我随她来到厨房,见各种肉类蔬菜以及调味品应有尽有,怕我用不惯柴灶还特意准备了液化气,我围上围裙戴上帽子开始准备。
刚刚把菜和肉洗净切好,就听见院子里热闹起来,伸头向窗外看去:院子里已经陆陆续续来了几十号村民,他们很拘谨地坐在院中摆放的桌椅旁,而胡太太则热情地为大伙儿递烟倒茶。我在人群里看到一个七八岁的小男孩,正在好奇地东张西望,趁人不备,急忙抓起一把糖藏进口袋里,他忽然发现窗口的我正在观察他,有些羞臊更有些怕,我便冲他做了个鬼脸,他吓得急忙躲在他父亲──一个瘦小的中年汉子身后。
我被这里的淳朴民风打动了,以自己的最好水平格外认真地烧了几桌子菜,不知道是我发挥得好,还是胡太太准备的调味品好,今天的饭菜格外香,连我这个见惯了大场面的特级厨师都忍不住流口水。当我正在准备手掰肠时,听见身后有动静,我先前以为是猫,回过头来看,却是那个院子里的小男孩,在门口伸着脑袋偷偷看我,我冲他微笑,他的胆子稍微大了些,不再胆怯地盯着我,而是把目光转移到我做的菜上,不住地咽口水,我夹了一块手掰肠给他,他犹豫地走过来,眼睛在那块肠上停留了几秒钟,就迅速将它塞进嘴里,大嚼着跑开了。他的行为让我有些心酸,这孩子的年龄大约和我女儿差不多,但和我女儿相比,他不谙世事仿佛是世外桃源中人。是的,这里像是另一个世界,一个贫困落后的“世外桃源”。
胡太太这顿酒席办得很是成功,所有的盘子和碗都见了底,没有一丝一毫的浪费。每个人都在用最朴实的语言和表情感谢着胡太太的这次盛情款待,甚至眼含着热泪说从没有吃过比这顿饭更好吃的东西了。

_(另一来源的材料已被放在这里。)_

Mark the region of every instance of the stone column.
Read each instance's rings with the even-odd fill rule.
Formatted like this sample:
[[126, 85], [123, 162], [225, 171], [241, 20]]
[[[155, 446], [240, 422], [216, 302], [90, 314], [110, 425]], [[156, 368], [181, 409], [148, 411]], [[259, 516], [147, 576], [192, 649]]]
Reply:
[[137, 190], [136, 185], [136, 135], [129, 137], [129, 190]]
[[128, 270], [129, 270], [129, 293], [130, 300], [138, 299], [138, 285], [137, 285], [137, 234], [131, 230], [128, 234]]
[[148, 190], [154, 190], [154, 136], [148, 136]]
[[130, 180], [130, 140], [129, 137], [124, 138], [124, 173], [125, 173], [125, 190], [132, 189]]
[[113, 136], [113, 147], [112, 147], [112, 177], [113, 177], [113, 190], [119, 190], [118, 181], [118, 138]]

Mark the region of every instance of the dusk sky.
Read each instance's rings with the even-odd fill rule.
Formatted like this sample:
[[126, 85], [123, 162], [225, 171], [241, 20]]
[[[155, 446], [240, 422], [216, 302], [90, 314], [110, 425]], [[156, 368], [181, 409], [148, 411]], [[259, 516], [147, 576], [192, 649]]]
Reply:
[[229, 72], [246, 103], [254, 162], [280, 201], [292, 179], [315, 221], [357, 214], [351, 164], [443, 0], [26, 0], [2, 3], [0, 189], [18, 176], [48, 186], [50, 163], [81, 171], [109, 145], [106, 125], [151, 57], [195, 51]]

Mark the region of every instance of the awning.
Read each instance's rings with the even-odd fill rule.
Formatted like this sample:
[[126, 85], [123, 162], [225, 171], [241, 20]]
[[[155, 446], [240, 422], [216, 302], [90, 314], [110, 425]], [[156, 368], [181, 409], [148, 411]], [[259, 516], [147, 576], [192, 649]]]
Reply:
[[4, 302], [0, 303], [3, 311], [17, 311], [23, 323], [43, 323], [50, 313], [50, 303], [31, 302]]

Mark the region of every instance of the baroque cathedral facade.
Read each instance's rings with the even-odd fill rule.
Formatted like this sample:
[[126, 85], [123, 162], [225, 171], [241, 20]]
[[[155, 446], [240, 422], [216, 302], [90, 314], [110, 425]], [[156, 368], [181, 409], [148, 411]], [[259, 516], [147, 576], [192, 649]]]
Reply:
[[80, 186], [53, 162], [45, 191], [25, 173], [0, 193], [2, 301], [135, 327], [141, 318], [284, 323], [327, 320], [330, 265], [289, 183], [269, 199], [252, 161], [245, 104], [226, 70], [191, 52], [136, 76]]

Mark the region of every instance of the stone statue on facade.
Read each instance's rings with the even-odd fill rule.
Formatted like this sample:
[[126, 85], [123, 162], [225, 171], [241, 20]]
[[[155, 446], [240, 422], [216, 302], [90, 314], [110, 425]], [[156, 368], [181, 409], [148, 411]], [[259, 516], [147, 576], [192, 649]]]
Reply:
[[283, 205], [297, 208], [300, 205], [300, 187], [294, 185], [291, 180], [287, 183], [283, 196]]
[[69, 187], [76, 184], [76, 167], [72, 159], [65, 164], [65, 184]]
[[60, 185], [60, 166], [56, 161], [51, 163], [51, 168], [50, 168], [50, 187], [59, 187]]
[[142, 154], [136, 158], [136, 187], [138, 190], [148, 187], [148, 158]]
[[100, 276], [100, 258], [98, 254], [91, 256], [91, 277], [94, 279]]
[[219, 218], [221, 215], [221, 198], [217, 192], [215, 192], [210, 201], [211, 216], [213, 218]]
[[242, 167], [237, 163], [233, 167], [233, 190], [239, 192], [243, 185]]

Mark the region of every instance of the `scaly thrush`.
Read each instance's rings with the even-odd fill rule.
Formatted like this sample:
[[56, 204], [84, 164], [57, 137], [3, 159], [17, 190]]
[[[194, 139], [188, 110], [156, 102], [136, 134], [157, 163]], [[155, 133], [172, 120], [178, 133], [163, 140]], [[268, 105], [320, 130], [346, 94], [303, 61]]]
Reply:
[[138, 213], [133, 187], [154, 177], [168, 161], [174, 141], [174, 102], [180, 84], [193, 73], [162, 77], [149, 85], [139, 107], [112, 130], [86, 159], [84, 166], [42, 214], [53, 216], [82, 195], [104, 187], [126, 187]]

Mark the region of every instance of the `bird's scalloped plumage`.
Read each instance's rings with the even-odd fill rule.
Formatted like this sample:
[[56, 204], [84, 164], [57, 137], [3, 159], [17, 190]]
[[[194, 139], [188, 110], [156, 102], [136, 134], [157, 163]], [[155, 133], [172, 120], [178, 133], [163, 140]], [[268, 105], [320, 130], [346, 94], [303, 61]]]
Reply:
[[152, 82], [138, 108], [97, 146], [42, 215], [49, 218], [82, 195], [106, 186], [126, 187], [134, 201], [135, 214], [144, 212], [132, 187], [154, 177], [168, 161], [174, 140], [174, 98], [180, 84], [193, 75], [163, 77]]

我也深深地陶醉于这淳朴的赞扬中,对一个厨师最好的回报就是把他烧的饭菜统统吃光。
我们驱车离开的时候已经是下午了,在车里,胡太太不住地夸我菜做得好,还包了个大红包给我,我当仁不让地收下了,这里面的钱我一分都不会要,我打算全部捐赠给耳东村。
隆冬的天禁不住寒冷,很快就黑下来,我们的车子像来时一样,再次驶向黑暗。
我也再次在车厢的温暖中入睡,迷糊中似乎还听见胡太太向小黄夸我的某道菜做得格外可口,十分受欢迎,小黄说这回总算安下心来了吧,那些个人情终于还清了。
我回到了我所熟悉的城市,但仍然忘不了那天经历的情景。
我始终联系不上胡太太,于是便到处打听“耳东村”的地址,我想周末带女儿去那里看看,让她认识一下那个与她年纪相仿的小男孩,最好结成个“一帮一”的对子,由我家来资助他读书。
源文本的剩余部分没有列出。